Confusion over pointer index operator

Question

I am a little bit confused about pointer index operator in C. I will try to explain my question with an example:

int array[5] = {1,2,3,4,5};
int *p;
p = array;
p[2]++;

In the fourth line, I know that it increments the second index of array. However, when I see an index operator, I convert it.

For instance, I converted p[2]++ to *(p+2)++. According to the operator precedence table, in the statement of *(p+2)++, the increment and dereferencing operators have the same precedence, but increment takes precedence due to right associativity. Therefore, it becomes *(p+3). Then, this statement cannot change any value and just points third index of array.

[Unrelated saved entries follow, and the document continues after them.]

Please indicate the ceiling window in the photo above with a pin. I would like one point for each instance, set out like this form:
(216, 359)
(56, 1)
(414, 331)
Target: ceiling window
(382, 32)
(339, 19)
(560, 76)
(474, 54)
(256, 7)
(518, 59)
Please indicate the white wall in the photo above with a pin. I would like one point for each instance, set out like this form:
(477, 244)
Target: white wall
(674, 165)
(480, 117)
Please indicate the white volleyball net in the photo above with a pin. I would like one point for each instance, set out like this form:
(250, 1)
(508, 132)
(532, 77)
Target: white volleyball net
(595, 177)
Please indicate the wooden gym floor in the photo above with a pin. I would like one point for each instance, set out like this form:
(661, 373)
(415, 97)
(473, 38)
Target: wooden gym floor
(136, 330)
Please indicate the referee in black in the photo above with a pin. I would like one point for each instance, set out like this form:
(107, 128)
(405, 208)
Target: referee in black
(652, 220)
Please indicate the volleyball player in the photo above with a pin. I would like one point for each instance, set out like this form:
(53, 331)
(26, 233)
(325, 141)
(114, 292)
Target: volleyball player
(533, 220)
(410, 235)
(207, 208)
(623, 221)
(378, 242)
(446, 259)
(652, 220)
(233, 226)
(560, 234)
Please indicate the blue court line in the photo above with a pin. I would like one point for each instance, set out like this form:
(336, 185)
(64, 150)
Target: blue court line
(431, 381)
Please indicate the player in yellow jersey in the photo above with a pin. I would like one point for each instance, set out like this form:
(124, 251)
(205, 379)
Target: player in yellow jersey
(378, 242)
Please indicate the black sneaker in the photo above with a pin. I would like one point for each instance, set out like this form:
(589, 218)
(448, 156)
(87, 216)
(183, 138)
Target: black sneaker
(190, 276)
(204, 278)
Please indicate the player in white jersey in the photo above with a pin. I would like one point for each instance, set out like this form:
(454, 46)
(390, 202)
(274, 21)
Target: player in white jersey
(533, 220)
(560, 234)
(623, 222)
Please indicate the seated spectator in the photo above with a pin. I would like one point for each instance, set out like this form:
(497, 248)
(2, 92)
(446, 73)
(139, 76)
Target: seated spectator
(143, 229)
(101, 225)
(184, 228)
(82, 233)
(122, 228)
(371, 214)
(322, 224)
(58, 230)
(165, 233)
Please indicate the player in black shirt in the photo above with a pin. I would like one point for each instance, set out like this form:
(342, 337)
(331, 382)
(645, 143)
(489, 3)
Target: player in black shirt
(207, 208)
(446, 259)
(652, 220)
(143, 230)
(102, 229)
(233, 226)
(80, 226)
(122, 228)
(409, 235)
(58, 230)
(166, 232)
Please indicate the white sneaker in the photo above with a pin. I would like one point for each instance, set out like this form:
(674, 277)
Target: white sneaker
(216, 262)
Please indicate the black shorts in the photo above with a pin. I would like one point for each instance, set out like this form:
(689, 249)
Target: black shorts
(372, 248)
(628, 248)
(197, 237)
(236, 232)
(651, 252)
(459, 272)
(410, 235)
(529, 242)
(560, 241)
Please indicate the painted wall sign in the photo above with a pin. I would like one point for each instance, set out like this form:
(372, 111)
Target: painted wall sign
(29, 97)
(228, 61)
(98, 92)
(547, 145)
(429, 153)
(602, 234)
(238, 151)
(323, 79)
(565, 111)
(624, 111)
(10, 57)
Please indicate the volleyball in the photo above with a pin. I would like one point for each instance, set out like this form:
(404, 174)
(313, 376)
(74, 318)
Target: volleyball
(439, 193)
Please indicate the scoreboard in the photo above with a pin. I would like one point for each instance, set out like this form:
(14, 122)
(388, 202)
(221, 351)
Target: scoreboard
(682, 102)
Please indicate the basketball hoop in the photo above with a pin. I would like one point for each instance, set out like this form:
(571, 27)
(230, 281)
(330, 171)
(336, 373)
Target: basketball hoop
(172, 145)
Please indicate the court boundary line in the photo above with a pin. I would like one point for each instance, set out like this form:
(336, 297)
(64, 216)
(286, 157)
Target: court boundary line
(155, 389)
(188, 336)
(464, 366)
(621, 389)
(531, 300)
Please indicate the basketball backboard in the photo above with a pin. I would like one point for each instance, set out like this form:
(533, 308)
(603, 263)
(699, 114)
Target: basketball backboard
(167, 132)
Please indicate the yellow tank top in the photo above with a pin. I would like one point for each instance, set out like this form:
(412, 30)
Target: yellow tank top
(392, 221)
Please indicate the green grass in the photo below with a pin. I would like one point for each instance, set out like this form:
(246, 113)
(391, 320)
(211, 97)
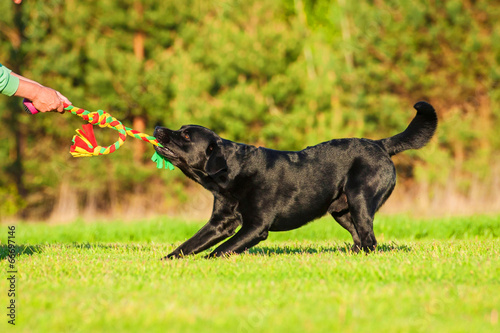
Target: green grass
(439, 275)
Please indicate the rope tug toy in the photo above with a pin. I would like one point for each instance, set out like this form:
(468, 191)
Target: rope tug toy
(85, 144)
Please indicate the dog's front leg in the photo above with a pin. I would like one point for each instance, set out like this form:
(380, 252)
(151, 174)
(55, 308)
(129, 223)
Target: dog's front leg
(244, 239)
(222, 224)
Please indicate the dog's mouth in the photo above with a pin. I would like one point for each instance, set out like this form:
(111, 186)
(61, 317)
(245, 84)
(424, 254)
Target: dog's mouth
(165, 151)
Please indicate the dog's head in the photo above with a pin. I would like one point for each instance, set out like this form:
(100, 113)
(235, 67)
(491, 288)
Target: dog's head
(196, 150)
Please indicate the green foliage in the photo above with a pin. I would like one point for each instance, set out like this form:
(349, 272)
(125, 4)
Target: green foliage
(285, 74)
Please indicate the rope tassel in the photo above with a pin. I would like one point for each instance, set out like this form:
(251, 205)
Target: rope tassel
(85, 143)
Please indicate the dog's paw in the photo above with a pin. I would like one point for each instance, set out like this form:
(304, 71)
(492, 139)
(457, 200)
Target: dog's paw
(172, 256)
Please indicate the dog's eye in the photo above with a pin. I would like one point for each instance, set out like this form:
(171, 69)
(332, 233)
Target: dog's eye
(210, 149)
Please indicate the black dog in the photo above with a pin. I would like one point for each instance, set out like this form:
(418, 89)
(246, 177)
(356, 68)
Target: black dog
(265, 190)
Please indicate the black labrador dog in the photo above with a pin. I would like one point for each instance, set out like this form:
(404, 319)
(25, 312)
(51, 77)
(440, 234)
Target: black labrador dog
(265, 190)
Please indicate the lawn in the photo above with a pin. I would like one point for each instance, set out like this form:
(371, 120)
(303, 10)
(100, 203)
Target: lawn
(428, 275)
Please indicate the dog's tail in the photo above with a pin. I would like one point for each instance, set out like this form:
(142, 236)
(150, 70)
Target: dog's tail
(417, 134)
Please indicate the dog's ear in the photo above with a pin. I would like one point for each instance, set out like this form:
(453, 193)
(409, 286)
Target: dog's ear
(216, 166)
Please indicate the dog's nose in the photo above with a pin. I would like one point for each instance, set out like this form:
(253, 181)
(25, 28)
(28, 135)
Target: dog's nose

Why does p[2]++ increment the second index of the array? What is wrong in my perspective?

Answer 1

In math, if a=b+c,then a*d is not b+c*d but (b+c)*d. Likely, p[2] is not be taken by *(p+2) but (*(p+2)) to avoid any change on precedence.

Answer 2

As already commented p[2]++ can be converted to (*(p+2))++, because p[2] is the element you want to increment. Think that when incrementing indexes is usually done like p[i++]

Answer 3

p[2]++ is equivalent to (*(p+2))++, not *(p+2)++. You need an extra set of parentheses to maintain the precedence from the original expression.

Without them you've got *(p+2)++ which, as you've noted, is equivalent to *((p+2)++). This has a different meaning from the original expression since it splits up the +2 and the *. They need to be done in the same step since [2] is a single atomic operation.